Au cours de la conférence hebdomadaire tenue le vendredi 04 juin 2010 au siège de Synergy-Group, il a été débattu du thème : «L’accélération des chantiers routiers et leur impact socio économique à Kinshasa ».
L’orateur du jour, M. Victoire Eyobi, Directeur de Publication du Magazine Entreprendre a commencé par dresser l’état des lieux de l’évolution des travaux de réhabilitation des principales artères de la capitale. Il a expliqué que les populations, particulièrement les usagers de la route déplorent la façon de travailler des entreprises commises à ces chantiers.
De leur côté, les autorités devraient avertir la population avant de bloquer les routes et prendre des précautions pour ouvrir des voies de sortie.
A quelques semaines des festivités du cinquantenaire de l’ indépendance, le gouvernement veut accélérer les travaux de réhabilitation des routes parce qu’il doit accueillir de nombreux visiteurs étrangers. Ce qui justifie actuellement l’accélération des travaux routiers. C’est le cas des boulevards Triomphal, Lumumba, 30 juin, Tshatshi, des avenues Libération (ex-24 novembre), Huileries ,… Dans tous ces artères, la circulation routière est gravement perturbée.
En effet ,il y a plus de trois semaines que le boulevard Triomphal est inaccessible aux automobiles qui doivent emprunter les avenues Kasa-Vubu dans le sens interdit ou Bokassa fortement endommagée à la hauteur du pont sur la rivière Kalamu et avant l’avenue Kabambare. De même que l’avenue Libération à partir du camp militaire Kokolo jusqu’au rond –point Moulaert.

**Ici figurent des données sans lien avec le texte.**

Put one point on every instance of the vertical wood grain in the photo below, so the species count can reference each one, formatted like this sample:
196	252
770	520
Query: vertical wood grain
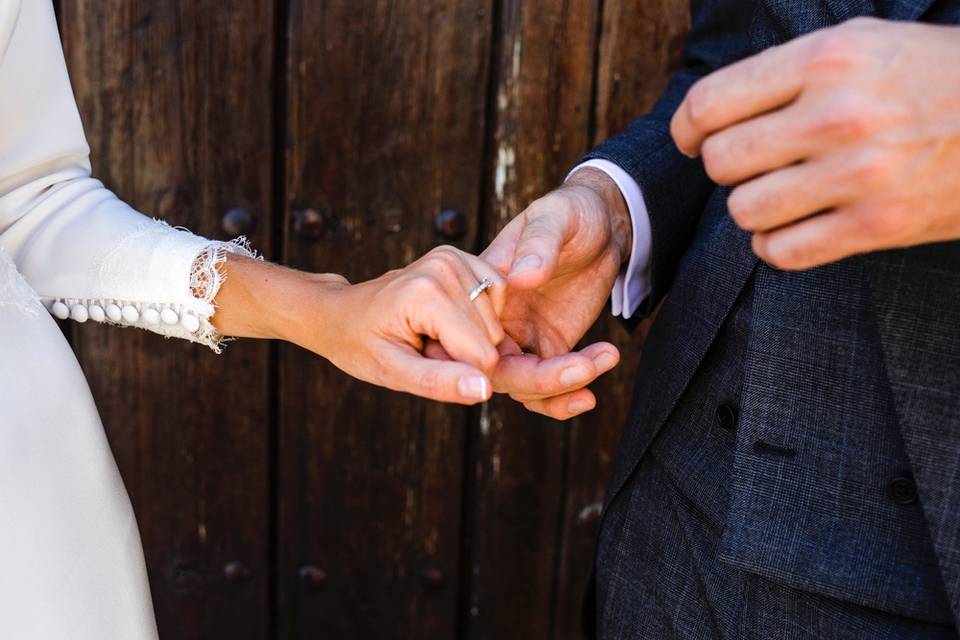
176	100
640	43
540	126
385	120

Suite à cette situation, des embouteillages y sont constatés, pour quitter le rond-point Victoire et se rendre au centre-ville vers la Regideso, les conducteurs empruntent l’avenue de l’Enseignement, passent derrière le Palais du Peuple pour sortir devant le camp militaire Kokolo et arriver à Moulaert .
Face à des tronçons bloqués pour des travaux, les conducteurs sont contraints de modifier leur parcours, les populations font des kilomètres à pieds pour rejoindre le premier arrêt accessible aux bus… A défaut de cela, il faut se soumettre à la pratique de « demi-terrains », c’est-à-dire une course morcelée en plusieurs étapes payantes.

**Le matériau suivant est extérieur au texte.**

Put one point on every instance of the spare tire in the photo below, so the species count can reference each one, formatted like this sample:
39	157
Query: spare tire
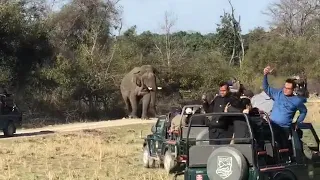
203	135
227	163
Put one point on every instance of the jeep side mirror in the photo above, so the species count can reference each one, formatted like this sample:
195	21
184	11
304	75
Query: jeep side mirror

Dans les embouteillages, les véhicules sont obligés de dépenser plus de carburant que prévu pendant que le nombre d’accidents liés à cette confusion ne cesse de croître.
LA SONAS ET LA DGRK SE MELENT AU JEU
Alors qu’aucune solution efficace n’est encore trouvée pour réduire l’impact des embouteillages dans la ville, la Sonas et la DGRK ont choisi ce moment pour relancer leur campagne de recouvrement forcé. On les voit sous des tentes dressés dans les carrefours entourés des policiers qui n’hésitent pas à placer des sabots sous les pneus des véhicules réfractaires.
Cette campagne, comme on le voit, est venu envenimée la situation des usagers de la route. Certains décident carrément de ranger leurs véhicules dans les garages en attendant de trouver les moyens de subvenir aux exigences combinées de ces deux institutions.
DEBAT
Réagissant à cet état des choses, l’Ir Laurel Pungu a affirmé qu’ il est impossible que les travaux se terminent avant le 30 juin parce que leur planning est perturbé suite au problème de financement et à la précipitation à la veille des festivités du cinquantenaire. Pour lui, il faut laisser ces entreprises travailler selon leur timing pour présenter des travaux de qualité.
Pour sa part, Paul Kasangi indique que les travaux peuvent finir avant le 30 juin, si le gouvernement ajoute la main d’œuvre et les heures de travail.
De son côté, A.L. Kitenge, DG de Synergy-Group, personne ne nous a donné le planning de ces travaux. Par conséquent, l’impact de ces travaux, personne ne le sait. Et pire, ils agissent avec très peu de moyen. Pour lui, les citoyens congolais sont très faibles en sens de responsabilité, et pourtant, c’est eux qui devraient jouer un rôle capital.
En guise de conclusion, le gouvernement doit respecter la population congolaise en révélant le coût de ces travaux et en les étalant dans le temps pour leur assurer une bonne qualité à la livraison.